Ya'ni şehadete ehliyyetin şartlarından birisi de hakkiyle zabt-ü hıfızdır. Ahlâkı marzıyyesi olmıyanların şehadeti mu'teber olmıyacağı gibi ahzinde veya zabtında halel bulunanların dahi şehadeti mu'teber değildir. Fakat zabt için evvelinden ahırına kadar her lâhza hafızasında tutmak da şert değildir. Elverir ki, edayı şehadet edeceği sırada hakkiyle tezekkür ve tahattur etmiş bulunsun. Demek ki, bir vak'ayı defterine kaydeden bunu bir müddet unutsa da sonra o deftere müracaat ettiği zaman zihninden eyice hatırlarsa şahadet edebilir. Kendi kendine «kaydetmişim amma hâlâ iyi hatırlayamıyorum» diyorsa edemez. Şahidlerin ihtara tâbi' olması da iyi olmaz. Unutan şahid kendiliğinden hatırlıyabilmeli, nısabı şehadetin lâekal iki olması da reyb-ü töhmeti, ihtimali hata ve nisyanı bertaraf ederek zabtın ve adaletin kuvvetini tebyin ettirmek içindir. İşte sureti umumiyede mülâhaza edildiği zaman erkeklere nisbetle kadınlarda kuvveti zabt, nakıs ve ihtimali nisyan galibtir. Böyle olmıyanları bulunabilirse de i'tibar cinse ve ekseredir.
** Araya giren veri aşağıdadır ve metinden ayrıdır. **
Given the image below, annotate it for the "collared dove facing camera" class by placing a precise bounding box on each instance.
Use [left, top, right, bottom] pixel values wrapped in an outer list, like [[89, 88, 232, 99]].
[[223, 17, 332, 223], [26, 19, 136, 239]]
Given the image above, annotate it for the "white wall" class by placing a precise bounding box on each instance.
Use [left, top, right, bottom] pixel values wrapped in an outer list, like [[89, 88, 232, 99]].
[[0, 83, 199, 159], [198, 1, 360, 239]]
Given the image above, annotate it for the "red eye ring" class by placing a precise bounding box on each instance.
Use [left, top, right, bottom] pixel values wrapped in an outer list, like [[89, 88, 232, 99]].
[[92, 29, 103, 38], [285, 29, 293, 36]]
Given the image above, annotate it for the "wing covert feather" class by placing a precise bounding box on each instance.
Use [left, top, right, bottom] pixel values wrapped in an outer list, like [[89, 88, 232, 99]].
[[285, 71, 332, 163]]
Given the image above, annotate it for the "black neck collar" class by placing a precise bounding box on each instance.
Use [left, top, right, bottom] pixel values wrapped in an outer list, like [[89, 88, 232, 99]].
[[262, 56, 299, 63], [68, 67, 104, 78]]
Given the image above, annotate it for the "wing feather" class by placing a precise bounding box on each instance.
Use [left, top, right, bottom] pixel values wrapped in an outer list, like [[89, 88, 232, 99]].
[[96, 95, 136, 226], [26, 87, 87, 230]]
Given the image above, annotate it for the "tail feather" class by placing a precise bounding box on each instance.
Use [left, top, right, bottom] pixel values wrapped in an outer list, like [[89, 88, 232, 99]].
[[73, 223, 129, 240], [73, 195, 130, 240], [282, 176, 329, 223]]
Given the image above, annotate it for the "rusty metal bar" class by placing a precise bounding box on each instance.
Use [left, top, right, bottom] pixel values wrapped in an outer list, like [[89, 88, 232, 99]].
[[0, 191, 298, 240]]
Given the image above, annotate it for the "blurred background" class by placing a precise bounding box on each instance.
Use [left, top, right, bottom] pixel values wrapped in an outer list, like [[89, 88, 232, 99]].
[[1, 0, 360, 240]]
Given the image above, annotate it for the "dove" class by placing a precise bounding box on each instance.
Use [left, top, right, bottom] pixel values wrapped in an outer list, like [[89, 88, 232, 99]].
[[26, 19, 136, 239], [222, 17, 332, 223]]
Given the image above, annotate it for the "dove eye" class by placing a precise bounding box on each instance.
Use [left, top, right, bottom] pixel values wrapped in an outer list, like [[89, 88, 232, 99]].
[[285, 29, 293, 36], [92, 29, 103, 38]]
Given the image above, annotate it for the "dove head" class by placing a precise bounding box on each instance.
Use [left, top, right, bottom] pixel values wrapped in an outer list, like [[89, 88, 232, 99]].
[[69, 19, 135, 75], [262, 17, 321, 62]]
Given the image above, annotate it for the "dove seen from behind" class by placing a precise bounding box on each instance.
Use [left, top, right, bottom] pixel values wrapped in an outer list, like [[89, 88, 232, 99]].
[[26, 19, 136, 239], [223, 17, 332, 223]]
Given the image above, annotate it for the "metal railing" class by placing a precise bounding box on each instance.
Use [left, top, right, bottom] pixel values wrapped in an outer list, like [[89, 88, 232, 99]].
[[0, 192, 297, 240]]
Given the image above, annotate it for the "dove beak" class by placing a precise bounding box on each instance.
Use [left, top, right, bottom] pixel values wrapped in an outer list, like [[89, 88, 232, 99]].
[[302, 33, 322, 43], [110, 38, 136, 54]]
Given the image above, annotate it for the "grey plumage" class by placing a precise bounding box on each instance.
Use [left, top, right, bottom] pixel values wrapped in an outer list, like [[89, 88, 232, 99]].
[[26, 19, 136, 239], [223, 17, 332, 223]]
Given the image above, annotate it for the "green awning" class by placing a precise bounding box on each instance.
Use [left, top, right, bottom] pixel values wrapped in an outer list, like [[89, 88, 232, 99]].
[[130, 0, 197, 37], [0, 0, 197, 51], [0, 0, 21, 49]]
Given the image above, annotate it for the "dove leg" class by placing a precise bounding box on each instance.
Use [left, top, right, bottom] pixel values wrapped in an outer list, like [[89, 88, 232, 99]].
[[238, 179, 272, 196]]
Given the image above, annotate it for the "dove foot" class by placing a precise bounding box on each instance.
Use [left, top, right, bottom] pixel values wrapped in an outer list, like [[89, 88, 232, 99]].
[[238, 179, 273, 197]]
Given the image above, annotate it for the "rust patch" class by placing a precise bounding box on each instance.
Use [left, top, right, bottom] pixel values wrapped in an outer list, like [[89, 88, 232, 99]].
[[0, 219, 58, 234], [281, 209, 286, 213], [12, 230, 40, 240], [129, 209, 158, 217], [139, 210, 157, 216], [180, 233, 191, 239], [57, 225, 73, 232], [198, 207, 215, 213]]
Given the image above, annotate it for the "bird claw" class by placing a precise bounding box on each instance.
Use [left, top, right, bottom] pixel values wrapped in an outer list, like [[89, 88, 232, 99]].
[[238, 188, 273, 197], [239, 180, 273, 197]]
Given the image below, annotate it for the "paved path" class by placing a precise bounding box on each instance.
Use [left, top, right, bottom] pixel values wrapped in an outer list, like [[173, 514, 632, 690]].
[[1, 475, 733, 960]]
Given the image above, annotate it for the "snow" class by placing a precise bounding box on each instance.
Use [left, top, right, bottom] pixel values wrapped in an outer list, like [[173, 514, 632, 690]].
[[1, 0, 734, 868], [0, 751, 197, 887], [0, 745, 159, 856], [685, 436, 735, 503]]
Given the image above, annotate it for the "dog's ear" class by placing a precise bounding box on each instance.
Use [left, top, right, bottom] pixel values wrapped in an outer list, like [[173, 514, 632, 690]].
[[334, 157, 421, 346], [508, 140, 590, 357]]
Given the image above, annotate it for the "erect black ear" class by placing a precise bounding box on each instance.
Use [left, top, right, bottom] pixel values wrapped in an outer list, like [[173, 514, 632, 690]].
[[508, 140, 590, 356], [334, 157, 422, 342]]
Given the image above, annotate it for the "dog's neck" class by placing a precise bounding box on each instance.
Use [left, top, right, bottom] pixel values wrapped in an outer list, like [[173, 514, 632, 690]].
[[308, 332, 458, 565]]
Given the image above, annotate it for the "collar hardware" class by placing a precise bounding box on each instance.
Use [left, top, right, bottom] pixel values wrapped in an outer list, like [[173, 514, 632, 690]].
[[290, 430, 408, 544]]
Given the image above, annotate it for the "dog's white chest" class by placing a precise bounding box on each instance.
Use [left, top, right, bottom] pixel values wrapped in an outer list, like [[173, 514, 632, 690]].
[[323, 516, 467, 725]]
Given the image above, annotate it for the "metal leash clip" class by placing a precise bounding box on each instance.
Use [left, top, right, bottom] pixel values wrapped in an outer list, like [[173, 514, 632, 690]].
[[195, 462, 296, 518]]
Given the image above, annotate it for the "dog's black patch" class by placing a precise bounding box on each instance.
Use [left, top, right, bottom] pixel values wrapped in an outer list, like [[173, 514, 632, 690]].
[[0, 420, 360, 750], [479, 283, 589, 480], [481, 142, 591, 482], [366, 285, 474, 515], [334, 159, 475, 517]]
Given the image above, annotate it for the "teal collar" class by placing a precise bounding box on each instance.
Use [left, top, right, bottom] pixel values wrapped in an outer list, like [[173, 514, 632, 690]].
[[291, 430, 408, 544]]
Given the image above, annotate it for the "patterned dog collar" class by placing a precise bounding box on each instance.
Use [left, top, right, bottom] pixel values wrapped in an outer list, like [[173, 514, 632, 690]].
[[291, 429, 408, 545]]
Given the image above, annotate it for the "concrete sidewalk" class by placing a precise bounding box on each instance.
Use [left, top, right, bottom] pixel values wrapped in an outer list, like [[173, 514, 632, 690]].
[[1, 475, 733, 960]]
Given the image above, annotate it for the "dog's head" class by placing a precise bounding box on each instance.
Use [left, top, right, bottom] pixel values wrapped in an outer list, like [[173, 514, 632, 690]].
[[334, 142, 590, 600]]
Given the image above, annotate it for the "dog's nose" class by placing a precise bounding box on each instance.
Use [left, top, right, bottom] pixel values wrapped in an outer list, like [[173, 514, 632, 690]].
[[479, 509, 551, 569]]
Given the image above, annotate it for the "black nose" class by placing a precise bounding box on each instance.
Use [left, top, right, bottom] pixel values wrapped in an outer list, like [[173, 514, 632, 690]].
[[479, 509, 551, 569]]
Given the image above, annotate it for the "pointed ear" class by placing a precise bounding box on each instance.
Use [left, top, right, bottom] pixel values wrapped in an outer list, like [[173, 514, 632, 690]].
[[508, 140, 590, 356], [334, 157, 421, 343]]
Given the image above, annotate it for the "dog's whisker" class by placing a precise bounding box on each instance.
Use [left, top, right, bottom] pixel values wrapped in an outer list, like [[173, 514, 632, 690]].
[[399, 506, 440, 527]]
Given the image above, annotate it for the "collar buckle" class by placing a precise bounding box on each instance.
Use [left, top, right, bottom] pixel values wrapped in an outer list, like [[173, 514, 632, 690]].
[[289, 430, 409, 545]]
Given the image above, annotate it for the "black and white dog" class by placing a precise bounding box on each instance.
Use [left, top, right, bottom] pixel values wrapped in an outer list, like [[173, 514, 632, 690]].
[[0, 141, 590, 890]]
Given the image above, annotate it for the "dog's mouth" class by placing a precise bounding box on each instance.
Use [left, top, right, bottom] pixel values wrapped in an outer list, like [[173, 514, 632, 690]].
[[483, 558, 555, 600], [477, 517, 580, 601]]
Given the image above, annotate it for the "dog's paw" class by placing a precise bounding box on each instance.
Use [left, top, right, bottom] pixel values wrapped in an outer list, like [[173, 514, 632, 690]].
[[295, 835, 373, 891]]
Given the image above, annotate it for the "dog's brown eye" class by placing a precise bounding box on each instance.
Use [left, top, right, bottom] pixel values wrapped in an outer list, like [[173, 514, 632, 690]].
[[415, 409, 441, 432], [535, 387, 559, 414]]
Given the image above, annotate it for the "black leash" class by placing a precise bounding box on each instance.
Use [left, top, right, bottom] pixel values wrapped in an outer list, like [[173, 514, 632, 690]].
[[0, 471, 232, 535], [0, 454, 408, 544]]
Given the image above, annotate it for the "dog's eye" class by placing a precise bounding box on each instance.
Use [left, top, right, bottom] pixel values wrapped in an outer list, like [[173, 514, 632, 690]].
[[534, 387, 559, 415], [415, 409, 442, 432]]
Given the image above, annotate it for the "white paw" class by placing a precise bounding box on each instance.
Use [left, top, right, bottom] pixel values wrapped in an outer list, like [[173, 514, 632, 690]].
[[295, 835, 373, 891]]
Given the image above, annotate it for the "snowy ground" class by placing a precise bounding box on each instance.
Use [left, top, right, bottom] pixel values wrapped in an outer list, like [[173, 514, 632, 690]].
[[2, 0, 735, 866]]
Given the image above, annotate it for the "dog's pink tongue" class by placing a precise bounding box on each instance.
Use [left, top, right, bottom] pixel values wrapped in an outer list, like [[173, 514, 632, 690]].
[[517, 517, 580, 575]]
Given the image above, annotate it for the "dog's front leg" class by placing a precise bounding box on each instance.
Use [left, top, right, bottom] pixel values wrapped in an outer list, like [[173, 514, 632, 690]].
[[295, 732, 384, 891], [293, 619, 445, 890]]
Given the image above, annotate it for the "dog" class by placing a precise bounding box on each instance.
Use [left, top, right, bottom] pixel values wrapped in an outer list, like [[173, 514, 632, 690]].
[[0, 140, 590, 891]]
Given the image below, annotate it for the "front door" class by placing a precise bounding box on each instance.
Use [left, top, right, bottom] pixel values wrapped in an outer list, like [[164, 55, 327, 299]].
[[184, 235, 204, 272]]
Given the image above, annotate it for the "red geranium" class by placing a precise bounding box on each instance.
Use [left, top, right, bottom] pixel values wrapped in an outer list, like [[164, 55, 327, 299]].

Bunu şöyle mülâhaza edebiliriz:

Evvelâ kadınlık fıtratinde hassasiyyet galibdir ve galebei hassasiyyet, kesreti teessüratı istilzam eder. Kesreti teessür ise esbabı nisyandandır ve zabt-ü hıfz işi sadece bir zekâ mes'elesi değildir. Bir çok zeki insanlar vardır ki, ziyadei hassasiyyetinden ve kesreti teessüründen naşi hafızasına i'timad olunamaz.

Saniyen kadında enfüsiyyet galibdir. Hâdisatı âfakıyye onu derecei saniyede alâkadar eder. Doğrusu muamelât ve müdayenatı nas gibi âfakî vekayi ile meşgul olmak veya işgal edilmek kadınlık için arzu edilecek bir kemal değildir. Bunlar esas itibariyle erkeklerin işi olmalıdır. Binaenaleyh kadın mükemmel bir kadın olmak üzere düşünüldüğü zaman bu gibi hâdisatı hariciyyeyi müstakillen ta'kib ederek şehadet edebilecek surette zabt-ü hıfz ile iştigalden âzade kalmak ve bu gibi işlere re'sen sevkedilmemek icab eder.

Salisen kadında haya ve hicab galibdir ve galib olmalıdır. Onun kıymeti nev'iyyesi en cüz'î bir meşguliyyetle zayi' olur. Bunun için vakayiin muhtıraları kadında erkekten azdır. Bu şeraıt altında bir kadına şehadet tahmili onu ızrar ve iz'ac etmektir.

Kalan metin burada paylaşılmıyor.